Question

If \(x > 0\), then which of the following expressions are equal to 3.6% of \(\frac{5x}{12}\) ? 
A. 3 percent of 20x 
B. x percent of \(\frac{3}{2}\)
C. 3x percent of 0.2 
D. 0.05 percent of 3x
E. \(\frac{3x}{200}\)
Choose the correct answer from the options given below:

• A. A and B only
• B. A and E only
• C. C and D only
• D. B and E only

Answer 1

The Correct Option is D

To determine which expressions are equal to 3.6% of \(\frac{5x}{12}\), we need to calculate this value and compare it with each option.

First, compute 3.6% of \(\frac{5x}{12}\):

3.6\% of \(\frac{5x}{12}\) is calculated as:

\(\frac{3.6}{100} \times \frac{5x}{12} = \frac{18}{500} \times \frac{5x}{12} = \frac{90x}{6000} = \frac{3x}{200}\)

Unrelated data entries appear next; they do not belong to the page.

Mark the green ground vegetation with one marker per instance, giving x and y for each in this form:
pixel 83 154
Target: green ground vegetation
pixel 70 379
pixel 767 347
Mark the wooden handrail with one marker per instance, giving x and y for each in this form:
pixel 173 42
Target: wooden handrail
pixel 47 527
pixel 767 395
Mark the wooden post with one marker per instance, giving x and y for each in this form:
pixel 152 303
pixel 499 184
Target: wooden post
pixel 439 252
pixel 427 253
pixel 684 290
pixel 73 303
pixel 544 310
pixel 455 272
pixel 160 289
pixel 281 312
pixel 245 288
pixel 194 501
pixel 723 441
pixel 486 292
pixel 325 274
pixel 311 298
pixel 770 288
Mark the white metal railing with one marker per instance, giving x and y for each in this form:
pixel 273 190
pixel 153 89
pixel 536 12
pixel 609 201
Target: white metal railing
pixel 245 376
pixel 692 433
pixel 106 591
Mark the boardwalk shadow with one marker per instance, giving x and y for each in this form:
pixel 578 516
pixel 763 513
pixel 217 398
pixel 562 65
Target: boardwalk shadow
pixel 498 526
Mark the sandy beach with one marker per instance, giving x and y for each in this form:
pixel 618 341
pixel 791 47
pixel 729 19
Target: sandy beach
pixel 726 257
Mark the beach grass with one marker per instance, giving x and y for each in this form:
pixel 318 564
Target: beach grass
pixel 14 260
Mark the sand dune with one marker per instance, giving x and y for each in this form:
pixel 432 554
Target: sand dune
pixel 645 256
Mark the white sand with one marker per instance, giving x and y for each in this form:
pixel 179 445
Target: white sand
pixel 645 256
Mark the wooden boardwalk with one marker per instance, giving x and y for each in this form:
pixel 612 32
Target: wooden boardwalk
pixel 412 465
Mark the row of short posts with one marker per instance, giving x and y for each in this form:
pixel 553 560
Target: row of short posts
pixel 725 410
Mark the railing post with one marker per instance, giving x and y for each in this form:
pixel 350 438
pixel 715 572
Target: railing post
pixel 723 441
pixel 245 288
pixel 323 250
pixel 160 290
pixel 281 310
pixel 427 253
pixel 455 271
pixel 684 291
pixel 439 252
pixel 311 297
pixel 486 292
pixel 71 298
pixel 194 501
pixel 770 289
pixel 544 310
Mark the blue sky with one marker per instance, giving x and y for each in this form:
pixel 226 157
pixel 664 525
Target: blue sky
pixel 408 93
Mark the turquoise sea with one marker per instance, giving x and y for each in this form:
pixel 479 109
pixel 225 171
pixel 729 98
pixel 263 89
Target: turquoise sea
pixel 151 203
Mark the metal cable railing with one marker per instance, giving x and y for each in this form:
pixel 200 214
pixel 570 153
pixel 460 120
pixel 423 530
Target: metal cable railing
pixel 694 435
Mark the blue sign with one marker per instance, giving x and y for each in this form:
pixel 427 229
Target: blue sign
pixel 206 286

So, we need to identify which options result in \(\frac{3x}{200}\).

Let’s evaluate each option step-by-step:

1. **Option A: 3 percent of 20x** \(\frac{3}{100} \times 20x = \frac{60x}{100} = \frac{3x}{5}\)
   This is not equal to \(\frac{3x}{200}\).
2. **Option B: x percent of \(\frac{3}{2}\)** \(\frac{x}{100} \times \frac{3}{2} = \frac{3x}{200}\)
   This matches \(\frac{3x}{200}\).
3. **Option C: 3x percent of 0.2** \(\frac{3x}{100} \times 0.2 = \frac{0.6x}{100} = \frac{3x}{500}\)
   This is not equal to \(\frac{3x}{200}\).
4. **Option D: 0.05 percent of 3x** \(\frac{0.05}{100} \times 3x = \frac{0.15x}{10000} = \frac{3x}{200000}\)
   This is not equal to \(\frac{3x}{200}\).
5. **Option E: \(\frac{3x}{200}\)**
   Strictly given as \(\frac{3x}{200}\), which is exactly what we computed.

Therefore, the expressions that are equal to 3.6% of \(\frac{5x}{12}\) are found in B and E only.